A daylong series of meetings and events calls attention to the fact that as travelers and commuters clamor for seats on their trains, officials struggle to expand service to meet that demand.

Since a voter-approved bond jump-started the Capitol Corridor in 1990, the line has received only sporadic capital funding from state coffers averaging only about $578,000 a year.

"We have worked very hard with the dollars that have been given to us," said Forrest Williams, a San Jose city councilman who chairs the joint powers authority that governs the Capitol Corridor, "but we have reached that point where we cannot expand any more" without compromising service.

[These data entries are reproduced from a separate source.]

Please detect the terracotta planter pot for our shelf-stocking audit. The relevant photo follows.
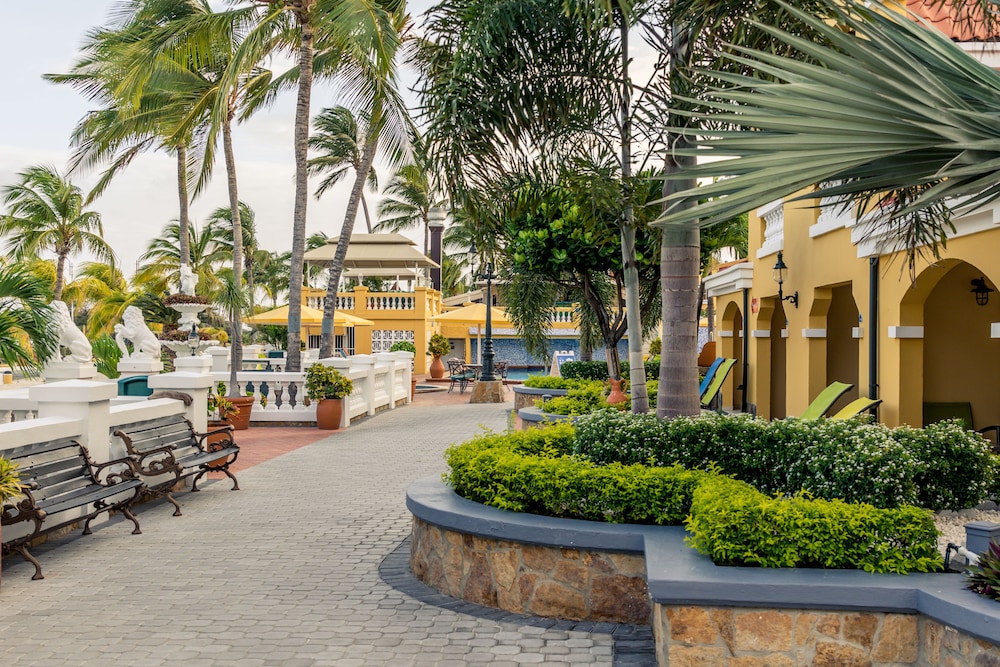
[608,380,628,405]
[316,398,344,431]
[226,396,253,431]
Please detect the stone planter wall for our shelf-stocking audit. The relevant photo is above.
[410,518,650,624]
[653,604,1000,667]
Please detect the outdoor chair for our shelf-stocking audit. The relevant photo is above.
[799,382,854,419]
[699,357,736,409]
[448,359,476,394]
[830,396,882,419]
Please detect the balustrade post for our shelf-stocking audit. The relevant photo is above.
[149,372,213,432]
[28,380,118,463]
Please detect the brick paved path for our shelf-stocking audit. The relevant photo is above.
[0,400,653,667]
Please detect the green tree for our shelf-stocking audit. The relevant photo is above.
[309,106,378,234]
[375,164,441,255]
[0,165,115,300]
[663,3,1000,272]
[0,266,59,371]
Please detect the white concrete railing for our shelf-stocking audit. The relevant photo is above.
[0,352,413,462]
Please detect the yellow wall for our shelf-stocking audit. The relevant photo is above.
[716,196,1000,427]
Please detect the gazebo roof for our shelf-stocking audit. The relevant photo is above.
[305,234,438,268]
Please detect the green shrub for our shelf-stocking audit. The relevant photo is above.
[389,340,417,354]
[559,361,608,382]
[965,541,1000,600]
[892,419,997,510]
[685,476,943,574]
[446,428,942,573]
[574,413,997,509]
[445,424,705,525]
[521,375,586,389]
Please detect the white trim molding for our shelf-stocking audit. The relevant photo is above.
[889,326,924,338]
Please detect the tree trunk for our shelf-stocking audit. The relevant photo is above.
[285,7,314,372]
[222,113,243,397]
[319,134,378,358]
[177,141,191,265]
[618,11,649,414]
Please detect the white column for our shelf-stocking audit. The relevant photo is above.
[149,372,212,432]
[28,380,118,463]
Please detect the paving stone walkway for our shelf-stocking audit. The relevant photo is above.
[0,403,655,667]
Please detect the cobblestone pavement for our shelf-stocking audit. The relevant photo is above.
[0,404,654,667]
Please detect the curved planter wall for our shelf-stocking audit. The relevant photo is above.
[514,384,569,410]
[406,478,1000,667]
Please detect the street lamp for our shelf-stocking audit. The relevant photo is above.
[469,241,496,382]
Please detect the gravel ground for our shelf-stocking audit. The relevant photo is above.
[934,501,1000,555]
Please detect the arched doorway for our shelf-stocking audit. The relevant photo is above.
[920,260,1000,428]
[826,284,860,414]
[769,299,788,419]
[719,303,746,410]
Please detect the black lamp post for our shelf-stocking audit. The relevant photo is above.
[772,250,799,308]
[469,241,496,382]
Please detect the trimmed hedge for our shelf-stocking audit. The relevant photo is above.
[446,424,942,573]
[574,411,997,509]
[559,361,660,382]
[685,476,942,574]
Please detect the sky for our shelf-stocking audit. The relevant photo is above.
[0,0,429,276]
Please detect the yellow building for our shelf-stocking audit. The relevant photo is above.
[706,193,1000,428]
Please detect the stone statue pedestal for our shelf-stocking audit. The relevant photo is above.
[118,357,163,377]
[43,361,97,382]
[469,380,507,403]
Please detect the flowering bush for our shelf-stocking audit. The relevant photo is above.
[306,364,354,401]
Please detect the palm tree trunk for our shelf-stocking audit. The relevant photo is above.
[52,248,69,301]
[617,11,649,414]
[285,0,315,372]
[222,117,243,396]
[361,192,372,234]
[177,141,191,265]
[319,133,378,358]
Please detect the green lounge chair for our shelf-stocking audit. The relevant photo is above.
[799,382,854,419]
[701,359,736,408]
[830,396,882,419]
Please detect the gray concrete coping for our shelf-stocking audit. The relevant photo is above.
[406,477,1000,644]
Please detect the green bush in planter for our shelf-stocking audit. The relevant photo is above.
[389,340,417,354]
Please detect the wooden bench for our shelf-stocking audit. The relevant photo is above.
[0,438,144,579]
[114,415,240,516]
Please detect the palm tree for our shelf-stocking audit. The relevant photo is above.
[0,165,115,300]
[375,164,441,255]
[44,0,211,263]
[0,266,59,371]
[662,3,1000,273]
[318,10,416,357]
[308,106,378,234]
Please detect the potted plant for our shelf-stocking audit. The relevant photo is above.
[427,334,451,380]
[306,364,354,430]
[389,340,417,401]
[0,457,21,588]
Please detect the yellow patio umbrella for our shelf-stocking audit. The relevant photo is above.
[243,306,375,327]
[431,303,514,361]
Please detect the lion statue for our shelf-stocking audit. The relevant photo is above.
[115,306,160,359]
[52,301,94,364]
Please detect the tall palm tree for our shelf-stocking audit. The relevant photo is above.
[320,9,416,357]
[44,0,211,268]
[0,165,115,300]
[375,164,441,255]
[308,106,378,234]
[0,265,59,370]
[662,3,1000,273]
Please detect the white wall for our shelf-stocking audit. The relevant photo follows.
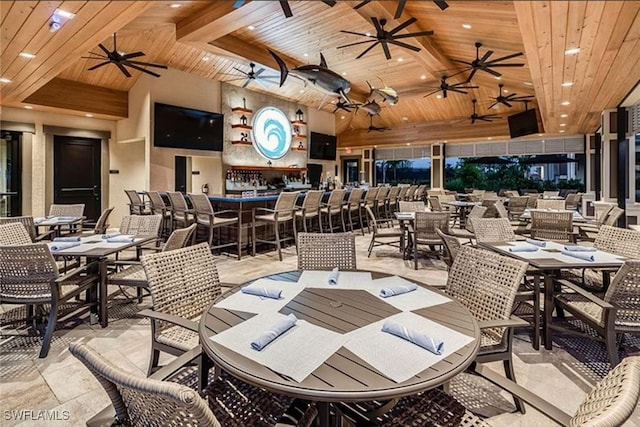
[2,107,116,216]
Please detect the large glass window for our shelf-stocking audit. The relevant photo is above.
[376,157,431,186]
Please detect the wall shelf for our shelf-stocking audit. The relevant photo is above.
[229,166,307,172]
[231,107,253,114]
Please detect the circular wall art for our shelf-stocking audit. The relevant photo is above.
[251,107,292,159]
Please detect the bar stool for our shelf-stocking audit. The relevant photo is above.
[320,190,346,233]
[296,190,324,233]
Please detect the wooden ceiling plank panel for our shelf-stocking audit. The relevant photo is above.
[8,1,153,101]
[0,1,61,78]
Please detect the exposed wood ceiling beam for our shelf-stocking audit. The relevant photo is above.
[2,1,154,105]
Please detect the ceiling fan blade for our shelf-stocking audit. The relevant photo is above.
[128,64,160,77]
[114,62,131,77]
[98,43,109,55]
[383,40,420,52]
[336,40,377,49]
[380,42,391,61]
[393,0,407,19]
[356,41,380,59]
[393,30,433,40]
[87,61,111,71]
[480,50,493,63]
[478,67,502,77]
[122,52,144,59]
[389,17,418,34]
[340,30,375,39]
[122,61,168,70]
[433,0,449,10]
[489,52,524,63]
[280,0,293,18]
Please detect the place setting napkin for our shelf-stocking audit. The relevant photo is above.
[215,279,304,314]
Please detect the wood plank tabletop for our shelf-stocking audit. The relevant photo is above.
[200,271,480,402]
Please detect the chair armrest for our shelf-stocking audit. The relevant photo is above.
[474,363,571,426]
[56,261,98,282]
[138,309,198,332]
[478,316,529,329]
[555,279,614,309]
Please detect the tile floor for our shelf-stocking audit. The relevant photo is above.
[0,235,640,427]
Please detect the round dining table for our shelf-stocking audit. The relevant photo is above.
[199,270,480,426]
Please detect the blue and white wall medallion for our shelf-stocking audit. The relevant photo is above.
[251,107,293,160]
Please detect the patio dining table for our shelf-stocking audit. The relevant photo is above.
[479,241,627,350]
[200,271,480,426]
[48,234,155,328]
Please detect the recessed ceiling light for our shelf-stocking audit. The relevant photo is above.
[53,8,76,19]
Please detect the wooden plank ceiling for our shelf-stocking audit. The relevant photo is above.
[0,0,640,146]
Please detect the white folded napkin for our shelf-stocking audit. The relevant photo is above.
[251,313,298,351]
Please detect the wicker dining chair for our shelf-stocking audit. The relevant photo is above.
[320,190,344,233]
[445,246,529,413]
[364,206,404,258]
[69,343,317,427]
[531,210,575,242]
[340,188,364,236]
[167,191,194,229]
[555,259,640,366]
[409,212,449,270]
[475,356,640,427]
[298,233,358,271]
[251,191,300,261]
[0,244,99,358]
[107,224,196,303]
[140,243,221,374]
[188,193,242,259]
[124,190,151,215]
[296,190,324,233]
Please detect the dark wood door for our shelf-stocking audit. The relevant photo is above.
[53,135,102,220]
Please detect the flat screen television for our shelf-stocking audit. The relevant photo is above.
[309,132,338,160]
[153,102,224,151]
[507,108,539,138]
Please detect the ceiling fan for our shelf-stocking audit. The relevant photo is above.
[338,17,433,59]
[452,42,524,82]
[489,83,534,108]
[220,62,280,88]
[233,0,337,18]
[82,33,167,77]
[367,114,391,133]
[354,0,449,19]
[469,99,501,124]
[424,76,479,98]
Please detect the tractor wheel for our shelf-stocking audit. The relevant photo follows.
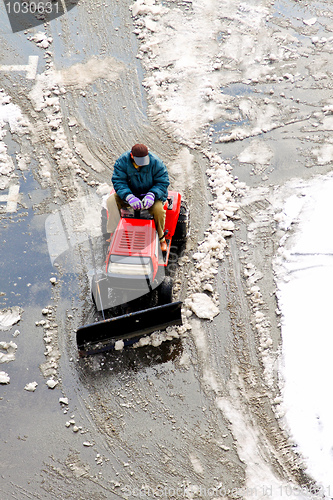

Some relief is in the works from a new state-wide transportation bond, which will pump $400 million into intercity rail improvements. Last year the Legislature budgeted $187 million of that, of which $150 million will pay for six new trains — two for each of the three rail routes.

To keep pace with burgeoning demand, officials said they will need a stable source of income such as the state program that helps maintain local streets and roads. The fund should start at about $55 million a year and rise at the same rate as ridership, they argued.

The rail advocates are also backing the development of a fourth line, starting with one train a day, that provide the "missing link" between the Capitol Corridor's terminus in San Jose and the Pacific Surfliner's northernmost station in San Luis Obispo.

Robert Oakes, transportation policy aide to Sen. Tom Torlakson, D-Antioch, said that while the senator always has been supportive of intercity rail, he was surprised to hear of standing-room-only trains.

"That's really good news, but you don't want to scare people away," he said. "It's one thing to stand on BART. It's another thing to stand for an hour and a half on the Capitol Corridor."